The Glass Sentence by SE Grove is a steampunk style novel that reads somewhat like Phillip Pullman's "His Dark Materials" YA novels, but with fewer gruesome animal killings and more political infrastructure. There's also maps, loads of magical and fantastic maps in this post "Great Disruption" world. As with many great YA adventures, our heroine is an orphan by circumstance, in that her parents are explorers and cartographers who set out to make some discoveries after the GD, and subsequently disappear from our heroine Sophia's life for the next 10 years. Sophia is left with her uncle Shadrack, who is a master cartographer,albeit somewhat of an absent-minded father figure. Of course they have the standard mysterious housekeeper, who turns out to be a kind of refugee herself, and once Sophia encounters a boy named Theo who has escaped from the circus, things get really interesting on the character's quest journey.Unfortunately, Uncle Shadrack gets kidnapped by a crazy cult leader and is forced to tell the crazy cult leader lady where Sophia is going, because if he doesn't, he will have all his memories squeezed out of him and into the sand of an hourglass, then transferred to a map. The crazy lady is looking for the glass "tracer" map that can only be read by moonlight, which tells of where to find the carta major, or map of the world, which crazy lady longs to get her claws on it so that she can force Shadrack to change the map and send her back into her own time, before the GD. The world building in this book is extraordinary, very detailed and fascinating, as are the characters, who are full-bodied and brilliant.
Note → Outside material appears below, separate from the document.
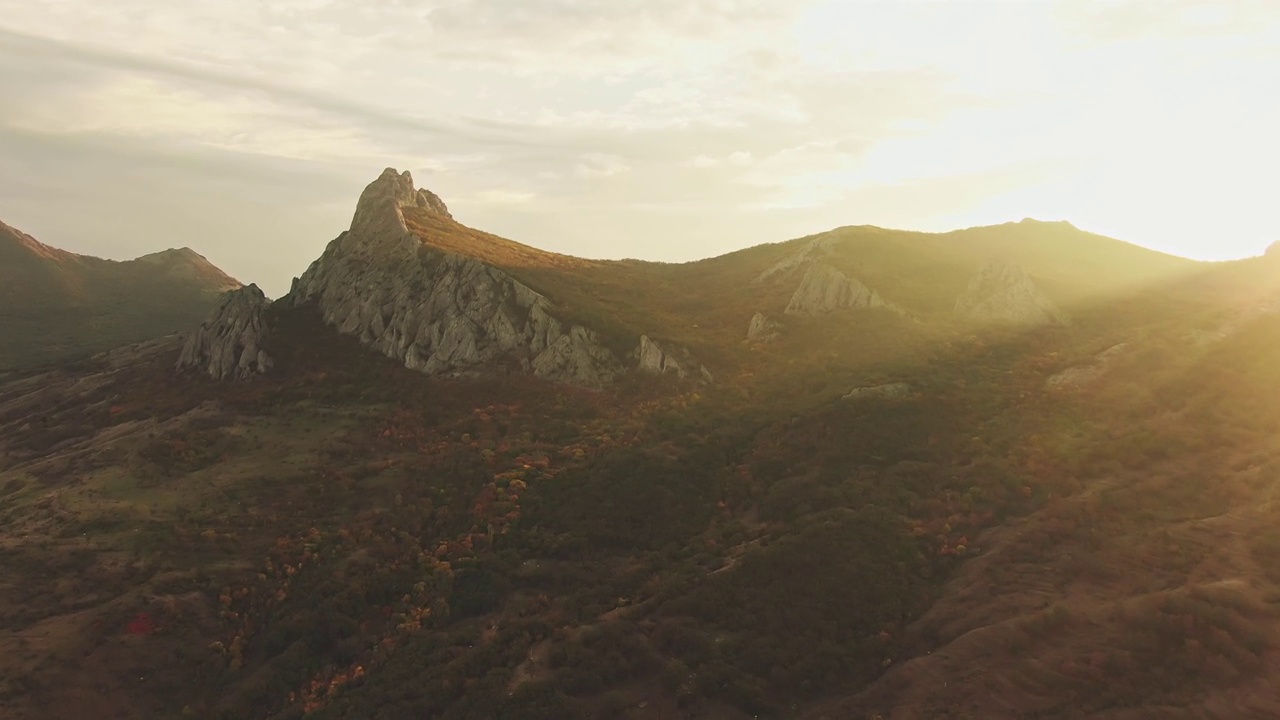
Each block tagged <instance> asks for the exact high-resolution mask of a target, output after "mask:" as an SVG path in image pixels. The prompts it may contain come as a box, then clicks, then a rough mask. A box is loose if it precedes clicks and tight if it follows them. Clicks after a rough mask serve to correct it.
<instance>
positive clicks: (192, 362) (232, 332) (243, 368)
mask: <svg viewBox="0 0 1280 720" xmlns="http://www.w3.org/2000/svg"><path fill="white" fill-rule="evenodd" d="M270 306H271V301H270V300H268V299H266V295H264V293H262V291H261V290H259V287H257V286H256V284H247V286H244V287H242V288H238V290H233V291H230V292H227V293H224V295H223V297H221V300H220V301H219V304H218V307H215V309H214V311H212V313H211V314H210V315H209V319H207V320H205V322H204V323H202V324H201V325H200V329H197V331H196V332H193V333H191V334H189V336H188V337H187V342H186V345H183V348H182V355H180V356H179V357H178V369H179V370H201V372H204V373H207V374H209V377H211V378H214V379H218V380H228V379H244V378H251V377H253V375H260V374H262V373H266V372H268V370H270V369H271V357H270V355H268V354H266V350H265V342H266V337H268V336H269V334H270V325H269V320H268V318H266V310H268V309H269V307H270Z"/></svg>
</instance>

Though the main characters live in the late 19th century, the GD has created pockets of different times/eras throughout the world, and There re scientists of all stripe studying these eras to find out how they came to be and how to best allow the people within them to move around to other times. The pirates and botanists, princesses and thugs that Sophia encounters are all written as realistically as possible, not as throw-away side characters at all. The prose is beautiful and crisp, the plot sails along swiftly and the story itself is gripping and engrossing. I'd give this book, which is the first of a series, an A, and recommend it to those who love unique YA novels, steampunk and original world building.